Each stage is run in parallel. The system does not move from one stage to the next until all jobs in the current stage are completed.

postrun

At this point the builds should have finished on all nodes. The next line in the crontab starts the posrun script. This must not start until the run.sh job has finished on all nodes.

# postrun:
45 13 * * * /bin/bash --login -c 'cd /home/biocbuild/BBS/3.6/bioc/`hostname` && ./postrun.sh >>/home/biocbuild/bbs-3.6-bioc/log/`hostname`-`date +\%Y\%m\%d`-postrun.log 2>&1'

The prerun build script started at 17:00 and now it is 13:45 the following afternoon. We hope that all builders have finished by now, otherwise there will be (as there often is) some manual steps to do at this point.

The build system will now run postrun.sh which initializes environment variables as described above and then runs the following 3 python scripts:

BBS-make-BUILD_STATUS_DB.py

This script performs stage6a:

BBS-make-OUTGOING.py

This script performs stage6b:

BBS-make-PROPAGATION_STATUS_DB.py

This script calls BBS/utils/makePropagationStatusDb.R which creates the PROPAGATION_STATUS_DB.txt file. This file identifies which packages and what format, e.g., source or binary, will be pushed to the website.

biocbuild@malbec1:~/public_html/BBS/3.6/bioc$ head PROPAGATION_STATUS_DB.txt
a4#source#propagate: UNNEEDED, same version is already published
a4#win.binary#propagate: UNNEEDED, same version is already published
a4#mac.binary.el-capitan#propagate: UNNEEDED, same version is already published
a4Base#source#propagate: UNNEEDED, same version is already published
BBS-report.py

This script performs stage6d:

The crontab contains essentially the same entries for the experiment data builds though they run at different times.

Propagation Pipeline

The steps discussed so far complete the Run portion of the builds. All nodes have finished building and build products have been deposited on the Linux master builder. The build report was created and posted on the website.

The second part of this process is called the "propagation pipe" and involves moving build products from the master builder to the website. The products are the package tarballs and binaries that will become available via BiocManager::install() as well as information used to build the landing pages. These steps are performed by the biocpush user and involve the master builder only.

Looking at biocpush's crontab, we see:

35 14 * * * cd /home/biocpush/propagation/3.6 && (./updateReposPkgs-bioc.sh && ./prepareRepos-bioc.sh && ./pushRepos-bioc.sh) >>/home/biocpush/cron.log/3.6/updateRepos-bioc-`date +\%Y\%m\%d`.log 2>&1

Notice the job starts at 14:35. This is hopefully enough time for the postrun.sh script (above) to have finished; otherwise we'll have to re-run some things manually.
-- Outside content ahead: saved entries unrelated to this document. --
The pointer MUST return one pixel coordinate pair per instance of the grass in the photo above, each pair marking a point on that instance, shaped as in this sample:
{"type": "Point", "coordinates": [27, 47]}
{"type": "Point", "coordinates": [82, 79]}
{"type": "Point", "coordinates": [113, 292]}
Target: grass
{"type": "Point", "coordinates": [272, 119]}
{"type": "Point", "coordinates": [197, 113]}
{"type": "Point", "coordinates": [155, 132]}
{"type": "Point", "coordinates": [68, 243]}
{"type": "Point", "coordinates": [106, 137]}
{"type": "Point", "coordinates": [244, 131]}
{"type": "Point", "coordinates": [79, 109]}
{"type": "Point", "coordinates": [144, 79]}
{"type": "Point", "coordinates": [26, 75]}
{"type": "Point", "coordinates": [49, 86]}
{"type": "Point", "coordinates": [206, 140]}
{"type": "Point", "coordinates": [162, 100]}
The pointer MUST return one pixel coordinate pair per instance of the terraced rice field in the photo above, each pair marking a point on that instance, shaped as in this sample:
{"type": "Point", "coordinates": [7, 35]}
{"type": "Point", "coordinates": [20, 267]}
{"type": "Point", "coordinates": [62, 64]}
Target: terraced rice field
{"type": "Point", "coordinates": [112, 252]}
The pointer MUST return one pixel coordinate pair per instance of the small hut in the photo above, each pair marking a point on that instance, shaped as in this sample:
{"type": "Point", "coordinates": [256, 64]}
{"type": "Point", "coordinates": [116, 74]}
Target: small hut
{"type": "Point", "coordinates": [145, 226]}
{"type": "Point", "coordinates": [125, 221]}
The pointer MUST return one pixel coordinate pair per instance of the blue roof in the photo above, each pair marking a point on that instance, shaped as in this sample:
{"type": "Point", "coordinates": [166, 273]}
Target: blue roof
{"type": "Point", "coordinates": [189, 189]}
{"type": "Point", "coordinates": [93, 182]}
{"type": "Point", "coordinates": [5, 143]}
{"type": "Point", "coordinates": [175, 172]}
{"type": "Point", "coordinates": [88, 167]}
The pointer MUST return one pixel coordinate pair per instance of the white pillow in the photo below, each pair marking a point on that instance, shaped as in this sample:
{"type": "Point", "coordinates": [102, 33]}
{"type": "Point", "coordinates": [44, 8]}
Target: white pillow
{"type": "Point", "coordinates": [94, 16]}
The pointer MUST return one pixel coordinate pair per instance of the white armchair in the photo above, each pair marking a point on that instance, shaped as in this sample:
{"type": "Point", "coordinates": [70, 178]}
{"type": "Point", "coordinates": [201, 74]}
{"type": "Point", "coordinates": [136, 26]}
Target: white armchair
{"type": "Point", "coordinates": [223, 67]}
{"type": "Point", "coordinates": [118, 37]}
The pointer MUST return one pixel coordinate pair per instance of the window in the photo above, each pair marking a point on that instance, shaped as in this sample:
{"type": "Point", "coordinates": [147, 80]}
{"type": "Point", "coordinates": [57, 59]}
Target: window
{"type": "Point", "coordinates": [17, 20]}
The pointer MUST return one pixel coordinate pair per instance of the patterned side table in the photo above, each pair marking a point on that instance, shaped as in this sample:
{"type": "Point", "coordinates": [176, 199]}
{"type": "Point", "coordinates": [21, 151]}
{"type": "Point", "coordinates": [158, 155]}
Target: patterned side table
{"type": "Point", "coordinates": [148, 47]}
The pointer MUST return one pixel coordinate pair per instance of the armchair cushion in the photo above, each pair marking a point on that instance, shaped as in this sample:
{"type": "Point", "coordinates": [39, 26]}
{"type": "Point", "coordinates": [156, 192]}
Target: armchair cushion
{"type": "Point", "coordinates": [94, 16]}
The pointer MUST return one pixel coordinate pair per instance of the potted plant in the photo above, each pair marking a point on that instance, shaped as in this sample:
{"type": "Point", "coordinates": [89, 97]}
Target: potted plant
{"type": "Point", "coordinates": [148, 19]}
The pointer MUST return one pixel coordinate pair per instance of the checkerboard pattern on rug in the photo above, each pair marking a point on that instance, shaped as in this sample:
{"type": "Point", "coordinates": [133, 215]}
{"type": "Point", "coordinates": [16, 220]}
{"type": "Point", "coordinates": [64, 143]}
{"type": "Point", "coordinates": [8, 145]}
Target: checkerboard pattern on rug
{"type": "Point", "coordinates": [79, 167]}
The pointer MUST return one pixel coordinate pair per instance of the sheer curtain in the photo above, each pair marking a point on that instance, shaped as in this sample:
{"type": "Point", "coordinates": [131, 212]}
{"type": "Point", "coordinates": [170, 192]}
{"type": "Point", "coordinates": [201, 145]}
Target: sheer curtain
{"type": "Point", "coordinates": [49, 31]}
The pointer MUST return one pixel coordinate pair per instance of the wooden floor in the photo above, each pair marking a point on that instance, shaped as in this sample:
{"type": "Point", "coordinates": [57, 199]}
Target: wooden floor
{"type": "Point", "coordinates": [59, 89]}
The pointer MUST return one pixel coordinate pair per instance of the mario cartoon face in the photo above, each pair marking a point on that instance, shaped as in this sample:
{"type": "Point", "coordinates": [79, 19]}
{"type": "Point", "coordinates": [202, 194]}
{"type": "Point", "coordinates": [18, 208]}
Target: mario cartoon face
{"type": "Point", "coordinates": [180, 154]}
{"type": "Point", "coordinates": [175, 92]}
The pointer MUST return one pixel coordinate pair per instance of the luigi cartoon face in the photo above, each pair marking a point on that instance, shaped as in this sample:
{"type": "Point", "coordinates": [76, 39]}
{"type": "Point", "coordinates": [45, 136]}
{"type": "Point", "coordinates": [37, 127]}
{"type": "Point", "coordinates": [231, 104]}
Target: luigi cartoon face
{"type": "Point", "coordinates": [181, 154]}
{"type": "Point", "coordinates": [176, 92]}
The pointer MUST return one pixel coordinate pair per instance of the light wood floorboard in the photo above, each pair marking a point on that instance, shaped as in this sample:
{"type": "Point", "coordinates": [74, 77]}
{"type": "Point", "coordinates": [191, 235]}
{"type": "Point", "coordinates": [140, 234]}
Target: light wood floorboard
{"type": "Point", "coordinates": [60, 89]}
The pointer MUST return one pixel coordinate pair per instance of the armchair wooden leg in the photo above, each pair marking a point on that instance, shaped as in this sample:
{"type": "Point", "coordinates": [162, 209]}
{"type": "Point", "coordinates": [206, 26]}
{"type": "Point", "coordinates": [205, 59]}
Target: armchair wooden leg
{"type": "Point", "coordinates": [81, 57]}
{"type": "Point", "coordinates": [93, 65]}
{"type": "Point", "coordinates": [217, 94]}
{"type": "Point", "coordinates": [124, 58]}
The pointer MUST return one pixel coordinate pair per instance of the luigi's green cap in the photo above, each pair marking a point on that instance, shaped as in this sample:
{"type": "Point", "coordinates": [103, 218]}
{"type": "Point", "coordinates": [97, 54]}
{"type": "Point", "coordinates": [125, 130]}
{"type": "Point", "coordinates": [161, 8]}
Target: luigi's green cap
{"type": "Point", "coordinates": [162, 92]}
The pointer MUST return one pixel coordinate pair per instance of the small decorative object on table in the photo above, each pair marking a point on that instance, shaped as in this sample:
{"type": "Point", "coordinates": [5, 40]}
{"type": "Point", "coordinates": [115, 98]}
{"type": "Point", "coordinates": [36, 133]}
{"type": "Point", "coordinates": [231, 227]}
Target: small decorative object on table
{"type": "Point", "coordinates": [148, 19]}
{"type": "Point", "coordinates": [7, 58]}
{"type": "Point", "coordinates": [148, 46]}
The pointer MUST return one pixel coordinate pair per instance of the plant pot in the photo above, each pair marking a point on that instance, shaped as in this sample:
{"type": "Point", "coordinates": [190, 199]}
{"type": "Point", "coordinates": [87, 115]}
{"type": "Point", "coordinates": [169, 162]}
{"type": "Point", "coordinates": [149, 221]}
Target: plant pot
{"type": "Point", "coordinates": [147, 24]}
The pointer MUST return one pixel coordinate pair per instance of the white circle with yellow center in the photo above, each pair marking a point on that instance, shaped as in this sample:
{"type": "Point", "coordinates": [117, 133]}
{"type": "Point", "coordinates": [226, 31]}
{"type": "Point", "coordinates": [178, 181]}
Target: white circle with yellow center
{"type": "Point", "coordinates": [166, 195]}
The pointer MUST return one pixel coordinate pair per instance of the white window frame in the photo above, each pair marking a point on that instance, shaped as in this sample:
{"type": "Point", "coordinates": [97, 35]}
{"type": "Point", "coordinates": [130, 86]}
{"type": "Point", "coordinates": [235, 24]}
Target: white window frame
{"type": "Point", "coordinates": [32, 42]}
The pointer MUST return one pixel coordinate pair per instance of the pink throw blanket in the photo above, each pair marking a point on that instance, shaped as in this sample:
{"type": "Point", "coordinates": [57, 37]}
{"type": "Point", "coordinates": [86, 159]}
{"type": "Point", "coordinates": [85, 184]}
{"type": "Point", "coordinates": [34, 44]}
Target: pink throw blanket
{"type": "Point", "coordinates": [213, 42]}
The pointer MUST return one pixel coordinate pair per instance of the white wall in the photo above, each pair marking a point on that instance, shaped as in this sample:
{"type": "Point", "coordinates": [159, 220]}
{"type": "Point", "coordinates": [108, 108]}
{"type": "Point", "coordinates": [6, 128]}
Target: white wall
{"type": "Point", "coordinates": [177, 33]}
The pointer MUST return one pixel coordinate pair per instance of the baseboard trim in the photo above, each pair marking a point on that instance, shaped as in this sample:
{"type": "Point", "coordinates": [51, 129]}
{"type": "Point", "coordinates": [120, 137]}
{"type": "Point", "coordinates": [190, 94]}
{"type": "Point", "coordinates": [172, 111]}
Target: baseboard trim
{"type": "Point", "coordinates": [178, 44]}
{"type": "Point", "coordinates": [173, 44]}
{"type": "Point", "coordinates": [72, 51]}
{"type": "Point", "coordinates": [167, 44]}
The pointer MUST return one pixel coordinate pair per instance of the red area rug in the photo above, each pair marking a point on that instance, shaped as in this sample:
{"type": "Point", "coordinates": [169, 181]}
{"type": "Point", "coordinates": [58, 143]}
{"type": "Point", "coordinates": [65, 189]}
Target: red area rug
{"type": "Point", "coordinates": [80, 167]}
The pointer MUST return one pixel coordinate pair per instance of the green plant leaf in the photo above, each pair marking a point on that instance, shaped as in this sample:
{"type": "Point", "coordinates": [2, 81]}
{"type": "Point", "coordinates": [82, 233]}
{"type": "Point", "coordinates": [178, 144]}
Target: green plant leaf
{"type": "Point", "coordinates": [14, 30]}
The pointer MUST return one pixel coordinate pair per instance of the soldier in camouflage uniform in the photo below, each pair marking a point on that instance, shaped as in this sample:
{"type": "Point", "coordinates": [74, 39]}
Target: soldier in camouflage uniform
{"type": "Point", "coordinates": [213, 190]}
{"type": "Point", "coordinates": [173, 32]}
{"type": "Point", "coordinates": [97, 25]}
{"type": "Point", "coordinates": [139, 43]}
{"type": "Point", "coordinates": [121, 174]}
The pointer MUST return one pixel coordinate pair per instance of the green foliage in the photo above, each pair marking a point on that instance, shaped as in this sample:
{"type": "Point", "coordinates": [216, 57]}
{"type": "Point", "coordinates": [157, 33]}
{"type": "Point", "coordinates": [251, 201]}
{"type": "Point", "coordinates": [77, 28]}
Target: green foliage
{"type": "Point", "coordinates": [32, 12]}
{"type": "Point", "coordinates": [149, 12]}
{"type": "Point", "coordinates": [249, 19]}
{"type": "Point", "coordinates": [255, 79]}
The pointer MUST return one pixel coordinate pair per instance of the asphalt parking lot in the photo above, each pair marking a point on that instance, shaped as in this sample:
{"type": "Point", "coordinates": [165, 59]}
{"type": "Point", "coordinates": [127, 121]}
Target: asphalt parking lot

The cron job above runs three scripts, to update, prepare, and push.

update

The update script moves the build products that can be propagated from /home/biobuild/public_html/BBS/X.Y/REPO/OUTGOING/ into /home/biocpush/PACKAGES/X.Y/REPO/ where X.Y is the version of Bioconductor and REPO is the type of package, e.g., bioc or data.

If a package has been updated, with an appropriate version bump, the older version is either moved to the 'Archive' folder (in release) or removed from the repository (in devel).

prepare

The prepare script does not move files around but just populates other parts of our internal repository which will later be moved to the web site. Most importantly this includes the package indexes (PACKAGES and PACKAGES.gz) which tell install.packages() and BiocManager::install() and friends which packages can be installed. There's also a VIEWS file which is used to build parts of our web site (especially the package landing pages). From each built package we also extract vignettes (built documents, source documents, and Stangled R source), READMEs, INSTALL and LICENSE files, reference manuals, and other material that we want to link to on the package landing page.

push

Finally the push script uses rsync to copy the internal repository to our web site, which is where users go when they install a package via BiocManager::install().